La famine tape avec insistance à la porte des maisons d’arrêt du Bénin. En effet, pour non paiement de leurs émoluments, les prestataires de l’Etat en alimentation ont décidé, dès le 5 février prochain, de ne plus nourrir les détenus de toutes les prisons civiles du Bénin. Ainsi, en plus d’être privés de liberté, les prisonniers feront aussi face à la faim si les autorités béninoises ne réagissent pas promptement pour donner une réponse adéquate aux prestataires en alimentation. Et pour cause, le collectif des prestataires en alimentation des détenus des prisons civiles du Bénin menace de suspendre leurs services pour non-paiement de plusieurs mois de prestations. Réuni en Assemblée générale le 27 janvier dernier, ce collectif a évalué le coût de ces prestations à trois milliards trois cent quarante huit millions six cent vingt un mille six cent cinquante huit (3.348.621.658) FCfa. « Année 2012, janvier à avril 2013, les infructueux du 1er mai 2013 au 31 décembre 2013 et les résidus des années antérieures à 2012 s’élèvent à deux milliards cinquante millions (2.050.000.000) Cfa. Toute l’année 2014, un milliard deux cent quatre vingt dix huit millions six cent vingt un mille six cent cinquante huit (1.298.621.658) Fcfa », a expliqué Jérôme Koffi, secrétaire du collectif. A l’en croire, toutes les prestations du mois de janvier 2015 n’ont pas été payées et se sont donc ajoutées à l’ardoise déjà salée existante. Et d’après ses explications, les dettes de l’Etat pour le mois de janvier s’élèvent à un montant de cent huit millions deux cent dix huit mille quatre cent soixante douze (108.218.472) F Cfa. « Pour les micro-entreprises que nous sommes, il s’agit là d’un coup dur pour nous car, beaucoup de nos entreprises ont fermé. Certains prestataires parmi nous qui ont fonctionné sur la base des prêts auprès des institutions bancaires, n’ayant pas honoré à leurs engagements, ont vu leurs biens mis en garantie saisis et ces derniers vivent aujourd’hui dans le désespoir total », a expliqué le secrétaire.
La source du problème
Selon la lettre adressée au garde des sceaux, ministre de la justice par l’Assemblée générale du collectif des prestataires, depuis trois ans, les engagements pris au niveau du ministère sont largement supérieurs aux crédits disponibles dans les budgets successifs. Cette situation aurait alors entraîné le glissement des dettes d’une année sur une autre. « En début d’année, des dotations budgétaires sont utilisées pour payer une partie des dettes antérieures pendant que de nouveaux engagements sont pris », a expliqué Jérôme Koffi.
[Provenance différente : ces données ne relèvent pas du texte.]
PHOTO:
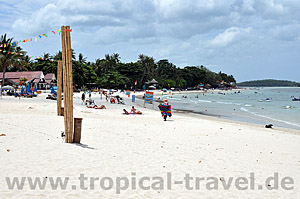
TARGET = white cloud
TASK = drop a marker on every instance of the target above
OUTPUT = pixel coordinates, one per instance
(189, 32)
(228, 36)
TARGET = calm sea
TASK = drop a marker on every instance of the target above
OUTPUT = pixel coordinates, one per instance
(250, 105)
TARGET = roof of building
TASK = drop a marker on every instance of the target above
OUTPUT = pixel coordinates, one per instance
(50, 76)
(27, 74)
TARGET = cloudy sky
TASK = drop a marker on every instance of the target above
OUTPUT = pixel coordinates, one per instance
(251, 39)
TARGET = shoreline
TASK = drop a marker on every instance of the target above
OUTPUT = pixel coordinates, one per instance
(116, 145)
(192, 113)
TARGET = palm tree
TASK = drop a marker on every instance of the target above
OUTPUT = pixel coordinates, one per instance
(10, 55)
(148, 65)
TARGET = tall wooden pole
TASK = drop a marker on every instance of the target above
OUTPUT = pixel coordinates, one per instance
(59, 87)
(68, 85)
(70, 81)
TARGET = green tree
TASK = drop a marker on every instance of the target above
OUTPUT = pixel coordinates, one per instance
(9, 55)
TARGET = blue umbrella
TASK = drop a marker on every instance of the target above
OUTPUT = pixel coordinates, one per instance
(22, 90)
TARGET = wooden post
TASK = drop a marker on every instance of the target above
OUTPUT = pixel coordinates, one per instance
(68, 82)
(59, 87)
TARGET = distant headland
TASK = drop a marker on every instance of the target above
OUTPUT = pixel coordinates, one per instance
(269, 83)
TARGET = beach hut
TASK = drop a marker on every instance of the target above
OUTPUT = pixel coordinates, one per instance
(52, 89)
(35, 89)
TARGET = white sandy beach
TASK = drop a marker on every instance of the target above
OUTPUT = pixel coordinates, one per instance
(116, 145)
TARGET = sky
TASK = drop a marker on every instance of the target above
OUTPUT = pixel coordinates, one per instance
(250, 39)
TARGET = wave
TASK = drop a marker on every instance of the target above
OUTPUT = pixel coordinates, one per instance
(229, 103)
(208, 101)
(270, 118)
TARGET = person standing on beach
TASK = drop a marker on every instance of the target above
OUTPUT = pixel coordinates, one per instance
(165, 109)
(83, 97)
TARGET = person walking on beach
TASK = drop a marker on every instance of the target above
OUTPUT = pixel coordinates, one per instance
(165, 109)
(83, 97)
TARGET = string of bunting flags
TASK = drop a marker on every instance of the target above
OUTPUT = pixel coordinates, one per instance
(35, 39)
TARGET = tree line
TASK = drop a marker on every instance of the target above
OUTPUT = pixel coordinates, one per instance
(110, 72)
(269, 83)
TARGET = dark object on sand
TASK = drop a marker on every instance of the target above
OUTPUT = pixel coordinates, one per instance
(269, 126)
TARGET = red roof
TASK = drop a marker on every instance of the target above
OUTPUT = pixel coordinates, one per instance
(49, 76)
(17, 75)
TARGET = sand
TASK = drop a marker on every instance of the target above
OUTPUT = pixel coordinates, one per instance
(136, 146)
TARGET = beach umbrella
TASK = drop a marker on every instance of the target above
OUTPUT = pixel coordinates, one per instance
(35, 89)
(8, 88)
(22, 90)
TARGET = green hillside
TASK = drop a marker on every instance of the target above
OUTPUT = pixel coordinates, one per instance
(269, 83)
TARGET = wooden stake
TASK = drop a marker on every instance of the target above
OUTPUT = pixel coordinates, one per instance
(59, 87)
(70, 80)
(68, 83)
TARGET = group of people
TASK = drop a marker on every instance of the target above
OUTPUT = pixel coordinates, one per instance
(165, 107)
(132, 111)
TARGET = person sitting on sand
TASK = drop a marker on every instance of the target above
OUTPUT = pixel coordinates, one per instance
(133, 110)
(165, 109)
(125, 112)
(112, 100)
(83, 97)
(97, 107)
(101, 107)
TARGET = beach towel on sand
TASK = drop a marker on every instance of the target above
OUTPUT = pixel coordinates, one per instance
(165, 110)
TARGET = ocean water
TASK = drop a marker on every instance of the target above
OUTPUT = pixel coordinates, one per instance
(249, 105)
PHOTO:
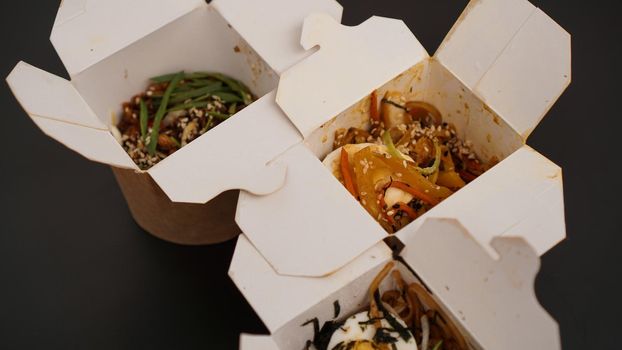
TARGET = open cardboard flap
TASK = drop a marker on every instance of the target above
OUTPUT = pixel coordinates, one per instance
(262, 286)
(521, 196)
(512, 55)
(87, 31)
(494, 300)
(107, 66)
(345, 69)
(317, 224)
(257, 342)
(261, 131)
(277, 41)
(60, 112)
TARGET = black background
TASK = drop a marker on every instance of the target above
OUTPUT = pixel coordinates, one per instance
(77, 272)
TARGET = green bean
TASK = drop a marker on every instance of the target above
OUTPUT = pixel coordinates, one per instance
(144, 116)
(161, 111)
(189, 105)
(180, 97)
(228, 97)
(218, 115)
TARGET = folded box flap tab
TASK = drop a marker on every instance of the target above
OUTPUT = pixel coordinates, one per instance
(279, 299)
(351, 62)
(458, 271)
(60, 112)
(234, 155)
(272, 28)
(311, 226)
(46, 95)
(257, 342)
(509, 198)
(87, 31)
(513, 56)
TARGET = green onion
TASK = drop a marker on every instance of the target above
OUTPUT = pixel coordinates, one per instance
(188, 105)
(175, 141)
(144, 116)
(161, 111)
(388, 141)
(228, 97)
(437, 161)
(218, 115)
(180, 97)
(201, 82)
(208, 125)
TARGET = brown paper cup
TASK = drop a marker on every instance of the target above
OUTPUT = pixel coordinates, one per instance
(182, 223)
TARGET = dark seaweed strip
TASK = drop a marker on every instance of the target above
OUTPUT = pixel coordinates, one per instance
(401, 330)
(337, 308)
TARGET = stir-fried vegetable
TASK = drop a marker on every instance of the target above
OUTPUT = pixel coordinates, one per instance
(176, 109)
(421, 162)
(406, 313)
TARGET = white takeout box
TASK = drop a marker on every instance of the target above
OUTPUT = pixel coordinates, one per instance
(111, 47)
(496, 74)
(491, 301)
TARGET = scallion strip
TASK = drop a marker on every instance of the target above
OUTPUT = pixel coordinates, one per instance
(155, 130)
(189, 105)
(437, 161)
(218, 115)
(183, 96)
(388, 141)
(144, 116)
(228, 97)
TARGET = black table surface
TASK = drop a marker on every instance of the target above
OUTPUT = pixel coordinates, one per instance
(77, 272)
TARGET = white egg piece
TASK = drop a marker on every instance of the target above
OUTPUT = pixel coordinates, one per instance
(358, 328)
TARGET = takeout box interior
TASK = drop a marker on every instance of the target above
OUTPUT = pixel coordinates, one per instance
(110, 57)
(493, 79)
(492, 302)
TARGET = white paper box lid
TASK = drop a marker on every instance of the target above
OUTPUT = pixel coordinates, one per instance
(87, 32)
(350, 63)
(512, 55)
(272, 32)
(492, 300)
(312, 226)
(262, 286)
(495, 299)
(248, 143)
(59, 110)
(257, 342)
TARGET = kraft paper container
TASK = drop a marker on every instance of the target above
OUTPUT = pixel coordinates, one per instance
(111, 48)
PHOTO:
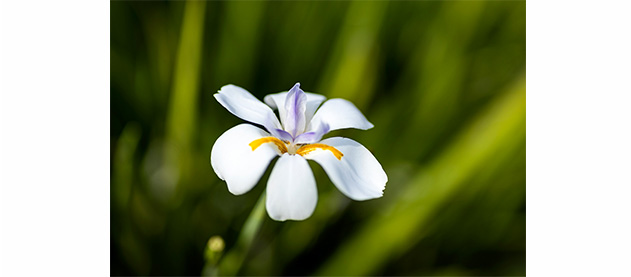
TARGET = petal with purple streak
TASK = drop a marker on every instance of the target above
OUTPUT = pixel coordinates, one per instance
(295, 107)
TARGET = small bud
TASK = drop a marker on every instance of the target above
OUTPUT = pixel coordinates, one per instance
(216, 244)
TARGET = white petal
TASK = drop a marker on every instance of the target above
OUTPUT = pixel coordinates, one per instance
(277, 101)
(234, 161)
(244, 105)
(357, 174)
(339, 114)
(291, 189)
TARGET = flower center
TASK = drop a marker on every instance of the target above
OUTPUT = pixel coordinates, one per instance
(292, 148)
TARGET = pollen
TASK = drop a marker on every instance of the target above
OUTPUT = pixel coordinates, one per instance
(281, 146)
(306, 149)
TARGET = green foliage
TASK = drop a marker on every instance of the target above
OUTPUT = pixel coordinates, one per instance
(443, 83)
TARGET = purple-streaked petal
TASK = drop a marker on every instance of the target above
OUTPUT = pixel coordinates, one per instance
(313, 136)
(295, 107)
(282, 134)
(277, 101)
(338, 114)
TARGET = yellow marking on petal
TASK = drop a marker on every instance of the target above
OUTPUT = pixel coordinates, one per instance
(257, 142)
(302, 151)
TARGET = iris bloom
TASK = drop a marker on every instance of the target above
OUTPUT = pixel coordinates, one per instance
(241, 155)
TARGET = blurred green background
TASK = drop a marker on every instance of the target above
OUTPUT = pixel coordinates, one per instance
(443, 83)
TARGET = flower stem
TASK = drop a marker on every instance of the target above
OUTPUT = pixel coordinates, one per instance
(233, 260)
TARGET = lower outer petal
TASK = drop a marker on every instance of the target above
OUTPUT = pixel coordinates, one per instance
(234, 161)
(357, 174)
(291, 189)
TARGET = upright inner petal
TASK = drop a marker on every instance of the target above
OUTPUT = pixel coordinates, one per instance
(295, 106)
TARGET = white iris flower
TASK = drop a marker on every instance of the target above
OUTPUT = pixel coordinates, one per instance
(241, 155)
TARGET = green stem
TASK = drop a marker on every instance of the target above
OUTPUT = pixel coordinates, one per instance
(233, 260)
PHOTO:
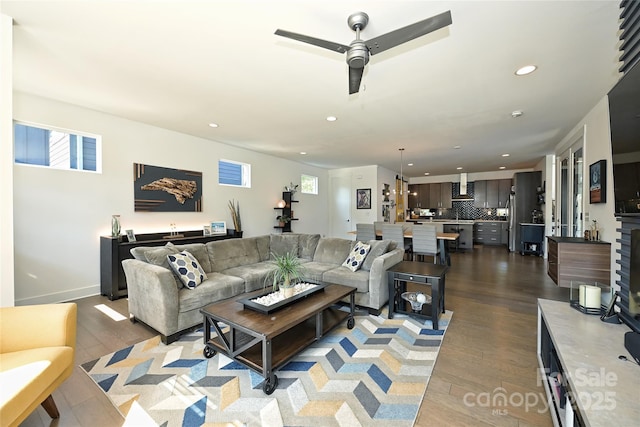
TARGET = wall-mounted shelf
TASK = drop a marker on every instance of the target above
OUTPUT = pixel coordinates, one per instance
(286, 211)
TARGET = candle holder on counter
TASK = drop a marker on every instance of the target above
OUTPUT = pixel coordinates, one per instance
(590, 298)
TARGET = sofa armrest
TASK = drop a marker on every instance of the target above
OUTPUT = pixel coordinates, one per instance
(153, 295)
(378, 282)
(36, 326)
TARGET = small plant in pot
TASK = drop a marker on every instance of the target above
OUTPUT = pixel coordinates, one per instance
(286, 272)
(282, 220)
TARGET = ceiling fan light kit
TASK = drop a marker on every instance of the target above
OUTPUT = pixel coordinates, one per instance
(359, 51)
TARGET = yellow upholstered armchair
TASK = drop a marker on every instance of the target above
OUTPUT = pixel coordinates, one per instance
(37, 345)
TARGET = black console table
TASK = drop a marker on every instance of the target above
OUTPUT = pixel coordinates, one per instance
(422, 274)
(114, 250)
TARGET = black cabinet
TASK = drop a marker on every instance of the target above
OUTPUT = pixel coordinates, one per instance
(286, 212)
(531, 239)
(114, 250)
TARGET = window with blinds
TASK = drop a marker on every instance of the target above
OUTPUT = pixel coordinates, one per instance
(234, 173)
(56, 148)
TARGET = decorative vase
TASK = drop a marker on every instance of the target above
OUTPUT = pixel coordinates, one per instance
(115, 225)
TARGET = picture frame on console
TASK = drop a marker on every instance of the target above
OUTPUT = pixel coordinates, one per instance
(598, 182)
(363, 198)
(218, 227)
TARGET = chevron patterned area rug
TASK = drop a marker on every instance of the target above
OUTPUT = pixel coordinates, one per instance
(372, 375)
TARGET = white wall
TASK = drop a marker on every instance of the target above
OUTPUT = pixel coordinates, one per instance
(59, 215)
(6, 162)
(597, 146)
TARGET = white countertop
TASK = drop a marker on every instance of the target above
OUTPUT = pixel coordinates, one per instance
(607, 387)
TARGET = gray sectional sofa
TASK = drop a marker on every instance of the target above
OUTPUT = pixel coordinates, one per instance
(234, 266)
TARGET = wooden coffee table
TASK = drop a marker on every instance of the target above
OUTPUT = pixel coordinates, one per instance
(265, 342)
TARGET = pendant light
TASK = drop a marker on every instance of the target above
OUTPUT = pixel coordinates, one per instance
(401, 177)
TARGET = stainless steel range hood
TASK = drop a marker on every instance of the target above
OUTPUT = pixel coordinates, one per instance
(463, 196)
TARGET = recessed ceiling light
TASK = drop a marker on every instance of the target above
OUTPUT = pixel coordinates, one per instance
(527, 69)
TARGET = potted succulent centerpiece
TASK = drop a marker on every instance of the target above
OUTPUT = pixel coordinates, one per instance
(286, 272)
(282, 220)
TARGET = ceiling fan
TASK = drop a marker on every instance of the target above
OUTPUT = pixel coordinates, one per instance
(359, 50)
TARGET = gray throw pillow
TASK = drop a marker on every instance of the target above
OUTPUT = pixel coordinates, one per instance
(378, 247)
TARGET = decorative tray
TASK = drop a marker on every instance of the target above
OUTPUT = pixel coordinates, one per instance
(250, 302)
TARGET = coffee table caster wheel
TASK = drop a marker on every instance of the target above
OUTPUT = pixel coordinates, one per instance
(270, 384)
(351, 322)
(208, 352)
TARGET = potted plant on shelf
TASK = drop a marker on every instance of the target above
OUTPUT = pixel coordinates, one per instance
(286, 272)
(234, 208)
(283, 219)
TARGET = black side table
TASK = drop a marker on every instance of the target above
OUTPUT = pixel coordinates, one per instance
(421, 273)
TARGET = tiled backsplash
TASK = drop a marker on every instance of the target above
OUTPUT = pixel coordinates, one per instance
(465, 209)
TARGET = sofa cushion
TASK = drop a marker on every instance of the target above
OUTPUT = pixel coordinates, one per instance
(378, 247)
(254, 275)
(187, 268)
(356, 256)
(224, 254)
(313, 271)
(159, 256)
(307, 245)
(216, 288)
(342, 275)
(332, 250)
(199, 251)
(282, 244)
(263, 242)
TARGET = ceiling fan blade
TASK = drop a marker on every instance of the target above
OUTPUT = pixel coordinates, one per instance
(408, 33)
(355, 76)
(336, 47)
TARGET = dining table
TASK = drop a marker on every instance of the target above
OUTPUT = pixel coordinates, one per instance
(443, 238)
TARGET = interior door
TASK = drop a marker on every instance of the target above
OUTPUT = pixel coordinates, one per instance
(340, 219)
(569, 222)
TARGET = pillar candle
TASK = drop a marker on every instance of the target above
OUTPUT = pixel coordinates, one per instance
(591, 296)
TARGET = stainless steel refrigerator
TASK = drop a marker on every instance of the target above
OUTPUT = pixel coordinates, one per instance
(522, 201)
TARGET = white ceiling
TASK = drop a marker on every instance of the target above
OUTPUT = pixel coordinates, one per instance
(183, 64)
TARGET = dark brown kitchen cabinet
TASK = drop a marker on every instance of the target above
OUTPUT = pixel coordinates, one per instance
(492, 193)
(578, 260)
(480, 194)
(504, 190)
(440, 195)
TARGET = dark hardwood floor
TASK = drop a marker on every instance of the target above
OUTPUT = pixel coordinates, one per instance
(488, 351)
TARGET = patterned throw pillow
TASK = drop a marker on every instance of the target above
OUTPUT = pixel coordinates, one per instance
(187, 268)
(356, 257)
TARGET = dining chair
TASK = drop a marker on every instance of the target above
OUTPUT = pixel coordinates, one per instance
(425, 242)
(377, 225)
(365, 232)
(395, 232)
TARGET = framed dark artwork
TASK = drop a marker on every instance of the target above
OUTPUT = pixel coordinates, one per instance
(363, 198)
(158, 189)
(598, 182)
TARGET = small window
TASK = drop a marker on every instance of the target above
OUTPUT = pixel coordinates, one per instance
(309, 184)
(234, 173)
(56, 148)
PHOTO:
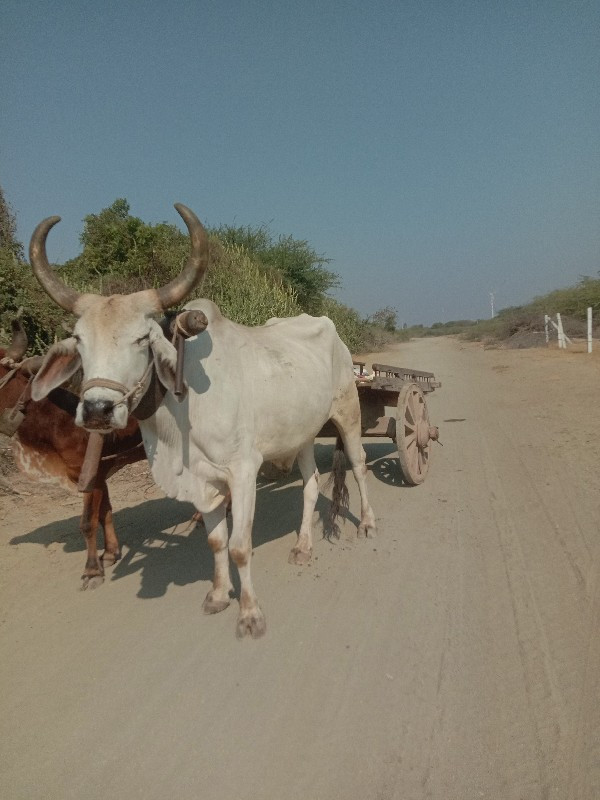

Pas de fondement juridique
Toujours d’après le Secrétaire général, le collectif des prestataires en alimentation des détenus des prisons civiles du Bénin offre ses services sans aucune garantie juridique. Car, a-t-il déploré, les prestations sont faites à partir des lettres adressées à chaque prestataire tous les mois depuis l’annulation de l’appel d’offres lancé en 2012. « L’appel d’offres ouvert qui devrait aboutir à la désignation des prestataires en alimentation des détenus pour l’année 2012 a été annulé. Ainsi, du 1er janvier 2012 au 31 décembre 2012 et du 1er janvier 2013 au 30 avril 2013, les anciens prestataires au titre de l’année 2011 ont été reconduits sur la base du contrat de 2011. Des lettres de poursuite des prestations signées du ministre de la justice d’alors, ont été régulièrement adressées aux différents prestataires, leur demandant de poursuivre les prestations jusqu’à l’aboutissement de la procédure d’appel d’offres. Par la suite, les résultats de l’appel d’offres ouvert ayant été concluants, des prestataires ont été désignés et des contrats leur ont été signés. Sur la base desdits contrats, les prestataires ont ainsi travaillé du 1er mai 2013 au 31 décembre 2013. Pendant l’année 2014, alors qu’on devrait renouveler à leurs détenteurs les contrats, cela n’a pas été effectué tôt. C’est seulement quelques contrats qui ont pu être renouvelés le 30 décembre 2014. Malgré le peu de contrats signés et la prévision budgétaire, aucun prestataire n’a pu être payé jusqu’à ce jour. Nous avons été non seulement surpris du fait que nous n’ayons pas été payés avant fin 2014, mais surpris surtout de la reprise de poursuite des prestations pour janvier 2015, cette fois-ci non sur la base des lettres, mais sur un simple coup de téléphone. Nous ne saurions continuer de fournir des prestations sans fondement juridique », a laissé entendre le Secrétaire général du collectif.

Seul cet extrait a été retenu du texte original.